Pete White, the founder and veteran organizer of the Los Angeles Community Action Network, offered evidence as he shouted a compelling phrase around the organization’s headquarters on 6th Street in the Skid Row district of Downtown LA, where a festival broke out on May 19.
“This is what it looks like when we take care of ourselves,” White called out to a crowd of hundreds who gathered for some food and music for the launch of #HomesNotPrisons.
The campaign comes with support from Revolve Impact, a “social action and creative agency” with feet in LA and New York, and backing from stars of the entertainment world and Corporate America. The nourishment and entertainment that marked its kickoff came with a drumbeat of messages contending that housing and social services would be more effective than current police practices and penal codes when it comes to public safety in LA.
White and his colleagues at LA CAN have refined their approach over more than 20 years on the job agitating for basic changes in society.
Not everyone agrees with them—not everyone likes them.
There’s no doubt, however, that recent years have seen the world begin to pay more attention to some of the things they’ve been saying all along.
The LA CAN crew gave a lesson in street cred by serving up the message of the #HomesNotPrisons campaign with complimentary plates of hamburgers, baked beans and city-style potato salad—no skimping on egg and mayo in the mix.

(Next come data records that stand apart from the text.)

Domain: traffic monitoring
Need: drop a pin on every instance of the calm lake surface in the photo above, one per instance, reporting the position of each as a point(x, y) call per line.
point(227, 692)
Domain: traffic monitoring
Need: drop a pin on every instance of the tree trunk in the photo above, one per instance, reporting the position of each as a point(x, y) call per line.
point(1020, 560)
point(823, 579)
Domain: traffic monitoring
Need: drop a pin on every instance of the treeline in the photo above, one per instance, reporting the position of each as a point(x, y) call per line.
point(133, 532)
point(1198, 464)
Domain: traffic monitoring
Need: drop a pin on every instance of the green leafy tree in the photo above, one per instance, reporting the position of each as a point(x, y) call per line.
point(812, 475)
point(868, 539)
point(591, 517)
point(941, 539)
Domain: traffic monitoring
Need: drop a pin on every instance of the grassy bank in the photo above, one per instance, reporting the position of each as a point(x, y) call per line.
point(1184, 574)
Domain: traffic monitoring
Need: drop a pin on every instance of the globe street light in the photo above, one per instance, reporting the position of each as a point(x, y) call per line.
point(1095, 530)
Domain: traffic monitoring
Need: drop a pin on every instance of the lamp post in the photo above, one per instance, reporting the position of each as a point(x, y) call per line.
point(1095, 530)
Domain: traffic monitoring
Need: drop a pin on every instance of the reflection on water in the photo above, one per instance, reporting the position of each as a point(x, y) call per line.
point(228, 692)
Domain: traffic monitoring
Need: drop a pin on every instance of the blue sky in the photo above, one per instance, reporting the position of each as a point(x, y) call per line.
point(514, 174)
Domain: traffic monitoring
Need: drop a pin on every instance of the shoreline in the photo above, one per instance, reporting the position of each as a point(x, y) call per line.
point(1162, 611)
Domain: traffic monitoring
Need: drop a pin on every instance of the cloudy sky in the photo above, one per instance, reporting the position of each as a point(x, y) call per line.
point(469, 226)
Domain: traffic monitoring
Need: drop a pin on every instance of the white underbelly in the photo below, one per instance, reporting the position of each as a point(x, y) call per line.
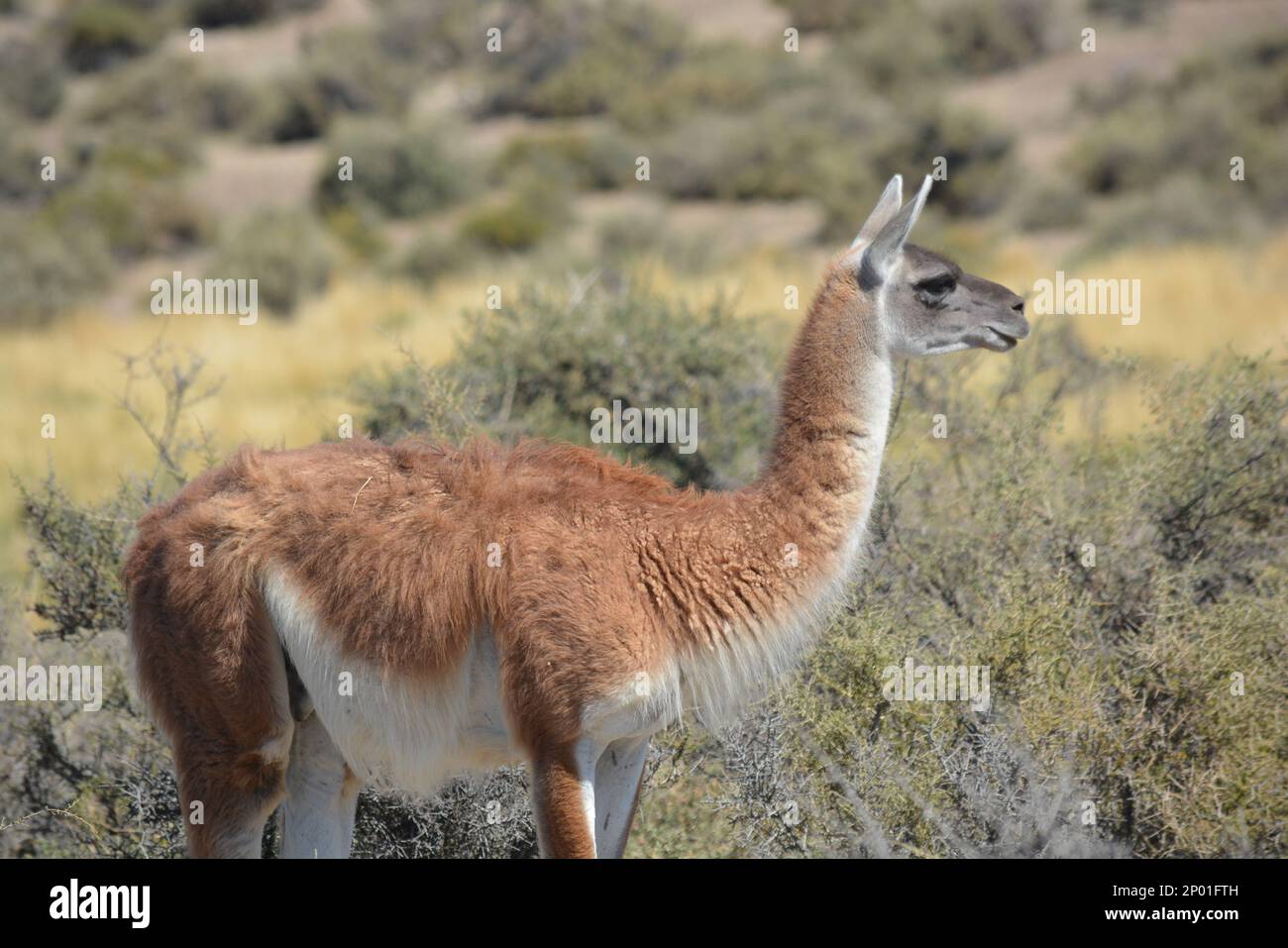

The basic show-and-tell drill—putting good food on plates and reminding everyone that it came from community—set up White’s point about “taking care of ourselves” to land well on 6th Street.
It’s notable that White doesn’t have to shout to be heard beyond Skid Row—he’s got more connections from coast to coast than most folks realize.
That helps explain the big turnout for the barbecue, which had rap legend Warren G, whose g-funk fame includes a platinum record, serving as grill master. The native son of Long Beach worked like a start-up entrepreneur while using his own line of barbecue sauce and dry rub called Sniffin Griffin’s.
And, for the record, Sniffin Griffin’s landed well on the meats.